Photo by Tim Sackton, licensed under CC BY SA.

I’m going to make this personal.

The office space for adjuncts in the social sciences at the University of Houston–Downtown has no windows. I call it “the bat cave,” due to its dimness. What the office does have is a row of desks and a printer. It is home to some of the most committed teachers I’ve met anywhere.

I used to have a desk. In my own office.

In my twenties I was an assistant professor at a design school in Rhode Island. Typography and print design were my specialties. It was a secure academic job, and I left it to pursue an expensive master’s degree in the social sciences. Why? A combination of unrealistic professional advice, and a sense that I really ought to be an anthropologist.

I ultimately moved on to a PhD program, and I beat some serious odds in being offered a tenure-track position. But, in the end, I couldn’t accept the job. My family can’t leave Houston at the moment. So I committed one of the cardinal sins of female academics by putting my family’s well-being ahead of my own. Not being willing to commute by airplane to see my toddlers on the weekend (which was suggested to me by two senior anthropologists). Not being willing to move half of us (suggested by another).
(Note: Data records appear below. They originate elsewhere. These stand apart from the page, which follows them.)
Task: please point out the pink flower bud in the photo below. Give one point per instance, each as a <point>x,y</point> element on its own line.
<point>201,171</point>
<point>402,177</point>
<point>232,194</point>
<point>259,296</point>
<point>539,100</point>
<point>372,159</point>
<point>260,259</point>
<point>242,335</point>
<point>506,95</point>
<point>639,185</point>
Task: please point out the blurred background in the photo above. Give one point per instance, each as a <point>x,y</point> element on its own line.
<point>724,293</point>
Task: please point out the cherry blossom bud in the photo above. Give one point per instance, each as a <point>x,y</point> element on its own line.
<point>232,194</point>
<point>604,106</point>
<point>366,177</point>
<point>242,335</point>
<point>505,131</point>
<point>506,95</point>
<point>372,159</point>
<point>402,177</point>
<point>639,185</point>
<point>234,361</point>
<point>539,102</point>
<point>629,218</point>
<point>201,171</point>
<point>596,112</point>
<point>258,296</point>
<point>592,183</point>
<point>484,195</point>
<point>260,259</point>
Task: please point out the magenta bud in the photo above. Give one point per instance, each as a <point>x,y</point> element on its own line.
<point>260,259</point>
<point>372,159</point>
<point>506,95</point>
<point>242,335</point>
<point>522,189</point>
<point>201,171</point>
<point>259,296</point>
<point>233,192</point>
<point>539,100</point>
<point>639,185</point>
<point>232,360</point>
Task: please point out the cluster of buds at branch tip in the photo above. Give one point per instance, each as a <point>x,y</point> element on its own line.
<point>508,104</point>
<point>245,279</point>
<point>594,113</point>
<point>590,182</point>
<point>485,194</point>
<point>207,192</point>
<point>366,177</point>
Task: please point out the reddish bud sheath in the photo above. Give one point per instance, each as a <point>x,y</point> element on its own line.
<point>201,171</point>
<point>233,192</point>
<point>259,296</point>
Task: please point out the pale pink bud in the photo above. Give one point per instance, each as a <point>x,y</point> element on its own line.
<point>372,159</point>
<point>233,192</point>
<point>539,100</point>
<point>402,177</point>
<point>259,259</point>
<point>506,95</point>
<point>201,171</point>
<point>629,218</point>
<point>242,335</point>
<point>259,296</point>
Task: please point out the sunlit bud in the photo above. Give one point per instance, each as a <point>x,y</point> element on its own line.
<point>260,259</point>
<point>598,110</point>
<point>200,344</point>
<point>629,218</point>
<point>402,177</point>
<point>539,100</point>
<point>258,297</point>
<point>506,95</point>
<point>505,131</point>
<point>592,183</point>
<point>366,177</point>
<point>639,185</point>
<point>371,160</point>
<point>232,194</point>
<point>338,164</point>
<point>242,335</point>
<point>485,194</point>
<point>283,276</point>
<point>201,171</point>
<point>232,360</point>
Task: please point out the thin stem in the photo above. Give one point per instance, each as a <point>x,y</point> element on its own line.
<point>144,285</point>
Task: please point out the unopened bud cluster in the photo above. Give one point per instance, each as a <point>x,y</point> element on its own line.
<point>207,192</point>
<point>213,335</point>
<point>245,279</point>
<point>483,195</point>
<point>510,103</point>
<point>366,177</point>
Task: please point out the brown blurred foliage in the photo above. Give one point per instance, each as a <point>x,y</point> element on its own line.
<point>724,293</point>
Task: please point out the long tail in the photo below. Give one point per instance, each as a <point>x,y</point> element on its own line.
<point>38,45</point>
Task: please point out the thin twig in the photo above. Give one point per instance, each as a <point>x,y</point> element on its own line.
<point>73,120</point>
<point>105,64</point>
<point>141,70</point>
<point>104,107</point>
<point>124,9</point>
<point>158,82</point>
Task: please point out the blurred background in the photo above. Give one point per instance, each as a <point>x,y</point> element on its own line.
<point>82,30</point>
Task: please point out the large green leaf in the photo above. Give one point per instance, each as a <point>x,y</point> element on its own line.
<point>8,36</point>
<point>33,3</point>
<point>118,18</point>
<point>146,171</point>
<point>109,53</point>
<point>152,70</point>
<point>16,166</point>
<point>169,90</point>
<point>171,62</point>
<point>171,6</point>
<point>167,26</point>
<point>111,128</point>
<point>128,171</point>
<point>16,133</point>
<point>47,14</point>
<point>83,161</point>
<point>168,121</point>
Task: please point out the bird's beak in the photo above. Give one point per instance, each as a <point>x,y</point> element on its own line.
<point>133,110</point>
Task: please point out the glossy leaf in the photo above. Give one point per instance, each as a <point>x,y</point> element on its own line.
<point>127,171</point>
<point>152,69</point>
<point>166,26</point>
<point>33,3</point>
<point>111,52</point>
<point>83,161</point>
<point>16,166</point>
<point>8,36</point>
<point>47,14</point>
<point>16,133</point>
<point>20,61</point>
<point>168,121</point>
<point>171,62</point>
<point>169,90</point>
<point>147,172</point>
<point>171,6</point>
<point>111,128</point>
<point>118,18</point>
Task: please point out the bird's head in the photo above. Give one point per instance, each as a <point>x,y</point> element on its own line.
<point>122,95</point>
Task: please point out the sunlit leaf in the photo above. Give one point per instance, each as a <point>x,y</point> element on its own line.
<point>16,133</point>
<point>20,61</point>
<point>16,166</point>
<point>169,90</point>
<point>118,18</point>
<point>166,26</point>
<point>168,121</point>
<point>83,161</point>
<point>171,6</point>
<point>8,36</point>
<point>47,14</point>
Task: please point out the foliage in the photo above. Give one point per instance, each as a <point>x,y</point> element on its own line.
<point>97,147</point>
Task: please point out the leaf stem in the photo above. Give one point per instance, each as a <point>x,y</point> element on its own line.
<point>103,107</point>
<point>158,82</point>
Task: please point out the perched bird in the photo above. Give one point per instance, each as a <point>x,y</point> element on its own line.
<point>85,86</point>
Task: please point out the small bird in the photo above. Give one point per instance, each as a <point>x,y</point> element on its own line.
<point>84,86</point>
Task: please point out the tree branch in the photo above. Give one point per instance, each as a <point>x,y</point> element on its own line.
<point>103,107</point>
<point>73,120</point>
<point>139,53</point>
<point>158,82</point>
So, as I’ve written elsewhere, I’m a slave to a relevant position opening up at one of the local universities. And Houston is not much of an anthropology town, Writing Culture(and this journal) aside.

Opportunities for work as an academic anthropologist are limited, in part, because many departments refuse to evolve, teaching courses on topics irrelevant to students’ career goals or research budgets. I saw one local department dissolved entirely after the senior faculty refused to teach new courses or even to incorporate texts written after the 1970s.

As an adjunct, I have been part of a maddening dance in which I report my students’ interest in topics ranging from business anthropology to the anthropology of design to usability studies. I offer to share sample syllabi with the departments I work for. I offer to cross-list my courses with the business and design schools. But reluctant full-time colleagues say “there isn’t much student interest in anthropology.” Or, worse, “we can’t let you do that because it might draw students away from the courses of full-time faculty.”

Whatever the reason, students are not being served by these games, and they are not enrolling in anthropology courses at the universities where faculty refuse to acknowledge the ways that anthropological methods are used outside of academia. Indeed, I see more references to anthropology in job ads for technology companies these days than I do on academic job boards. But most of us have to find our way to these ads on our own.

When I scan the anthropology course listings at universities in the city where I live, I see courses on almost every part of the world, structured around scholarship built on rich and lengthy fieldwork. Yet there is just one course (not currently being offered, but a placeholder in the catalog) on applied anthropology. And nothing that suggests an informed perspective on the booming user experience industry, in which I also work.

In the essay at the center of this forum, David Platzer and Anne Allison write that “such ignorance stems . . . from the stigma that still attends applied and nonacademic work within anthropology.” I remember a fellow graduate student coming to me and confiding that he did not intend to seek an academic position. He felt that he couldn’t tell the faculty in our department, at the risk of falling out of favor. My professionalization included the study of successful academic job letters, but when I graduated I had to book an appointment with my university’s career services office and sheepishly ask how to write a resume. (You don’t put everything you’ve ever done on it? Where do your conference presentations go?)

I did this in secret, just like my colleague.

* * *

The business anthropology contingent of the American Anthropological Association (AAA) is vibrant and dedicated, but there are a few things I noticed at the 2017 annual meeting: 1) we all go to each other’s panels; 2) the majority of AAA members do not (this is common, admittedly, for panels devoted to a single region or subspecialty); 3) most of the applied anthropologists I know avoid the annual meeting, because they feel that the conversations there are largely irrelevant to them, and; 4) the sense of urgency felt by many in the business anthropology contingent is not shared by academic anthropologists.

As a business anthropology panel organizer, and as someone who has been vocal about both my lingering desire for a full-time academic position and my decision to make radical compromises in my own life, I receive two or three inquiries a week on LinkedIn (didn’t know what that was until 2015!) asking me for advice on moving from the academic world to the business world. I have some insight on this process. But it’s hard to talk to accomplished people about how little most people in the business world care about their academic accolades. They care about positions held and portfolios. These talented academics are thus facing the need to start over, to learn a new set of buzzwords and to accept junior status in an organization despite their years of research experience.

While, in graduate school, we measured success in terms of our mastery of a theoretical canon, the business world generally isn’t interested in our citations of Weber or Durkheim. But it is, in its own way, profoundly interested in research methods. Alas, most of those that it has embraced belong to psychology and sociology (two fields far less skittish about applied research than our own).

Let me be clear: my ambivalence about the business world lingers, after years of training have left me with the standard critiques ready at hand. But the city where I live, a practical place with a legacy of unabashedly pursuing wealth, presents a useful case study of what happens to departments that refuse to swallow their pride and meet students’ needs.